C’est ce flow dément, insoumis, qu’on reçoit en premier en pleine face quand Sur la planche débarque sur vous, quasiment en contrebande. «Débarquer» est le bon mot, car la première fiction de Leïla Kilani (repérée de longue date pour des documentaires très personnels sur le Proche-Orient) a pour base le port de Tanger, sa ville natale. Et ce que la Kilani fait à Tanger ressemble assez à ce que Soufia fait à la langue arabe : une violence.

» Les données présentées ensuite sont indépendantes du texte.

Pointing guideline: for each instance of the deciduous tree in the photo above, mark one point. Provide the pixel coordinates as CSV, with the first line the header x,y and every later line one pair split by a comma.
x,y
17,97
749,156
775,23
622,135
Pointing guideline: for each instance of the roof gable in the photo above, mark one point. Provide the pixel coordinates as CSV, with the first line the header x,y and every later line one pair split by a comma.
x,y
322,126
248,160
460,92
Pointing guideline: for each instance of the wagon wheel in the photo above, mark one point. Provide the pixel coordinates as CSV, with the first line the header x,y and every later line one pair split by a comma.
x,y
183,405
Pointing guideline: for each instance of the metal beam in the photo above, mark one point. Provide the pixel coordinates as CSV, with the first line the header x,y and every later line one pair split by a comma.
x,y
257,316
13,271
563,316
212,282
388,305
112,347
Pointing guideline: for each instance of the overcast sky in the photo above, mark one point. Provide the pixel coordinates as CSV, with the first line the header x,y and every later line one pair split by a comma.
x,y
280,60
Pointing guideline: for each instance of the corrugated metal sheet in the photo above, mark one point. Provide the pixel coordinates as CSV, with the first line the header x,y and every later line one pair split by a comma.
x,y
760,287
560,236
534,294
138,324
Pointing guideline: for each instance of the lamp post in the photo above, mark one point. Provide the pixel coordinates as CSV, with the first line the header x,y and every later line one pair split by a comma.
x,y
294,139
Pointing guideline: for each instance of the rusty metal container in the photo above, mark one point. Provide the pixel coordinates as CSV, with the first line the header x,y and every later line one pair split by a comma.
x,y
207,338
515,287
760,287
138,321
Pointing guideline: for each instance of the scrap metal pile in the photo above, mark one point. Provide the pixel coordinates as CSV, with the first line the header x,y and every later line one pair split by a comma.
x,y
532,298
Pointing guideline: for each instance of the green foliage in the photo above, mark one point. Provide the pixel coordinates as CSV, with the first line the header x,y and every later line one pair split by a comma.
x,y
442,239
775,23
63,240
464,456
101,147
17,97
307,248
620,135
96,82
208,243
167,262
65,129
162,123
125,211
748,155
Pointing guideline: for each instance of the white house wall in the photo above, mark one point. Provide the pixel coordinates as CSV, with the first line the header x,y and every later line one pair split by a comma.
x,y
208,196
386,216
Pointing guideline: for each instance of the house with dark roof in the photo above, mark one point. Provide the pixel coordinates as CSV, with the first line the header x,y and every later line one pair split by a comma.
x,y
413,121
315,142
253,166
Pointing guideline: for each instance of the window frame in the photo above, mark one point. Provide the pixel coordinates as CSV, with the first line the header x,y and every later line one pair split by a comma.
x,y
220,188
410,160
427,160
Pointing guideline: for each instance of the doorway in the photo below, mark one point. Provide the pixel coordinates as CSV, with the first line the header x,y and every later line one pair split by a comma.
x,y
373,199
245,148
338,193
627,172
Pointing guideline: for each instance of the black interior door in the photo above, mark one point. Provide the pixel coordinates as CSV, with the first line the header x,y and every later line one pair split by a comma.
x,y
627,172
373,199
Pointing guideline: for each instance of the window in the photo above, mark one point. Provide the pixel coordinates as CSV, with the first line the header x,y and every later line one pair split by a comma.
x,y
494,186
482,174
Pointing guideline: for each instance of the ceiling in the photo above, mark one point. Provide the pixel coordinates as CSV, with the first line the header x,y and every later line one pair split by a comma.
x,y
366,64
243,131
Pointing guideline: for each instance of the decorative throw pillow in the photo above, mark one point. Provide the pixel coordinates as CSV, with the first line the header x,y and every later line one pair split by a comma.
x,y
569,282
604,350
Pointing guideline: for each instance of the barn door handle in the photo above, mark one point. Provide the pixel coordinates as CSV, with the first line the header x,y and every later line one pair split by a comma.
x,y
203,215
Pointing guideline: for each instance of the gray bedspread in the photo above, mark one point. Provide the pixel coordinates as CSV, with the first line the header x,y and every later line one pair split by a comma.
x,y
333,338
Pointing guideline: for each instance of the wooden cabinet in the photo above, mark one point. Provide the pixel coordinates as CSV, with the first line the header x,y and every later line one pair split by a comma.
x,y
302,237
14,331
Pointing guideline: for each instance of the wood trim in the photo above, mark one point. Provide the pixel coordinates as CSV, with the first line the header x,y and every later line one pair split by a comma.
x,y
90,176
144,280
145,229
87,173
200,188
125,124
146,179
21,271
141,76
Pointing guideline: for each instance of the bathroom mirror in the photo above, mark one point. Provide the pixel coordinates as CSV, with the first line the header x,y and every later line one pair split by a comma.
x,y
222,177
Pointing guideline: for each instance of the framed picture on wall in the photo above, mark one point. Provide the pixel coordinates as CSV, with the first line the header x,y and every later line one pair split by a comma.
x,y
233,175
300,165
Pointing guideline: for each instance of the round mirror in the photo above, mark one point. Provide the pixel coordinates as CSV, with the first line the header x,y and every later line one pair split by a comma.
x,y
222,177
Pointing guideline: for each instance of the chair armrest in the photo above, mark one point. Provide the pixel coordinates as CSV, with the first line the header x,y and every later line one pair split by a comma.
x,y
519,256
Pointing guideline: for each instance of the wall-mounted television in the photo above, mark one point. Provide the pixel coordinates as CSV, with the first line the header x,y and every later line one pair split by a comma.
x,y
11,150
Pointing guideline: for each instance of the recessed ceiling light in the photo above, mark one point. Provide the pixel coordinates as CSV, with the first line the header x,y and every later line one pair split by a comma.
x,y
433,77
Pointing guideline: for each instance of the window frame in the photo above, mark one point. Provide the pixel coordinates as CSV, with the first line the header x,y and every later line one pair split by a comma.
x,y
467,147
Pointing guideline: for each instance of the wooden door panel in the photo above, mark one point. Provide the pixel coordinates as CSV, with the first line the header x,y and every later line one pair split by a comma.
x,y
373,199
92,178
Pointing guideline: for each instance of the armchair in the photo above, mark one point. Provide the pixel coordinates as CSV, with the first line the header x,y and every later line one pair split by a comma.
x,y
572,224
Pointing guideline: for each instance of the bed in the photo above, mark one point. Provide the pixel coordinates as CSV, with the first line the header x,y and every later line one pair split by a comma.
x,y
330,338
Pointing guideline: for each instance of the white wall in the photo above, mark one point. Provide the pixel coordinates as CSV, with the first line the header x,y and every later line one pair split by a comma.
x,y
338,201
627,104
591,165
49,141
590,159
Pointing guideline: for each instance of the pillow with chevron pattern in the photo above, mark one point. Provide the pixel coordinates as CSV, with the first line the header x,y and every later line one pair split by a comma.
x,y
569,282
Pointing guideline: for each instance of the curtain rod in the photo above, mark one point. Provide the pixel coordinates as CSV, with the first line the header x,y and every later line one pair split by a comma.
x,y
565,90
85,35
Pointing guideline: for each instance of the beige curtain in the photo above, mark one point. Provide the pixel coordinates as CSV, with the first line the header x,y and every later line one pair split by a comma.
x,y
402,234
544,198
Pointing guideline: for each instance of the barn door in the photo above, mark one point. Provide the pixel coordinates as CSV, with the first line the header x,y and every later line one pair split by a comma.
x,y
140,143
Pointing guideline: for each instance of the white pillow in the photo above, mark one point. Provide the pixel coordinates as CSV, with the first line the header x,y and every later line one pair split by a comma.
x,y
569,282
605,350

Parce que, depuis longtemps, les films qui, au Maroc, se passent à Tanger regardent la ville plus ou moins de la même façon, romantique : en espérant que le sortilège de sa médina et de ses rues trempées de pluie les protégera un peu de la réalité moins fantomatique de ce port à zone internationale, lieu de tous les trafics.
Mythologie. Leïla Kilani, c’est l’inverse. Bonne dernière pour le folklore, elle part de ce que la ville fait à peine semblant de voiler : Badia est une petite voleuse sans mythologie de rien. Une chapardeuse. On la fait aussi venir pour des soirées. C’est comme ça, et c’est tout. La journée, Badia travaille à l’usine de crevettes, sur le port qui est en passe d’être détruit. Crevette toi-même : elle ne pèse rien, elle est maigre comme la misère, et son visage est renfrogné. Elle a le dos voûté et les épaules en cuvette des gens qui font entrer leur colère dans leur ventre. Elle débite : «Je ne vole pas, je me rembourse. Je ne cambriole pas, je récupère. Je ne trafique pas, je commerce. Je ne me prostitue pas, je m’invite. Je suis déjà ce que je serai. Je suis juste en avance sur la vérité, la mienne.» Un uppercut par phrase. Et frappe, et frappe. Et puis va mourir.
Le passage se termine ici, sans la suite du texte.